We have previously described our vision around Zero-Touch Infrastructure™, the first of two key architectural components that enable us to deliver on the promise of a True Cloud for Local Data.  In this article, I will expand on the second key architectural component which is on-premises appliances are truly able to be a fail-in-place platform.

Multiple conversations with customers that had an “at-scale” storage and server infrastructure had confirmed what had been our experience:

  1. At scale, components routinely fail.
  2. Servicing failures manually is laborious, cumbersome, and causes friction. The cost of labor to service failed parts exceeds the actual cost of the parts themselves.

Our goal was that no matter what component (disk, memory, power supply, fans, etc.) of our on-premises appliances failed, it should (a) not impact the customer workflows, and (b) not require human intervention to mitigate.

As a platform, traditional storage servers — with dual/quad Intel Xeon processors, 32–128GB of DRAM, and 60 or more disks — were a complete anathema to us. To begin with, lots of compute power is accessing hundreds of terabytes of data across a thin straw (6Gbps SAS bus!). 

traditional-storage-diagram.png

Even more worrisome, though, was the fact that a storage server failure meant that hundreds of terabytes of data were instantly unavailable and the failure necessitated human intervention to resolve by replacing the server. Sure, software erasure coding techniques could be used to “recover” the unavailable data, but the time to rebuild hundreds of terabytes is measured in multiple weeks, and during which the customer’s workflow would be significantly impacted. 

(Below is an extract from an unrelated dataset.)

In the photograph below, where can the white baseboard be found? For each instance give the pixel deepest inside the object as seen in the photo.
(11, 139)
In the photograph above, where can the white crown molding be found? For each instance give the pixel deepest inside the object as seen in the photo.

Enter our patented RatioPerfect architecture. We leveraged off-the-shelf commodity ARM processors (low cost, low power) and built a dedicated “controller” for every drive.

fail-in-place-diagram.png

Each drive has its own ARM-based controller that runs Linux and is dedicated to managing just that drive.  This converts a dumb disk drive into an intelligent nano-server that is (dual) Ethernet-connected and runs part of our software stack.  The problem of lots of compute power accessing hundreds of terabytes of data through a thin straw is completely resolved, as we now have unrestricted gigabit bandwidth to each and every drive.  The “blast radius” of a component failure is reduced from hundreds of terabytes to the capacity of a single drive.  Our software automatically detects any component failures, recovers data from the failed nano-server, and routes around the failed components — all without requiring any human intervention.

The result is an appliance platform that is both a commodity and truly fail-in-place, so we can bring our customers the True Cloud experience for their Local Data.  In a future article, I will dig deeper into the technical reasons behind this architecture.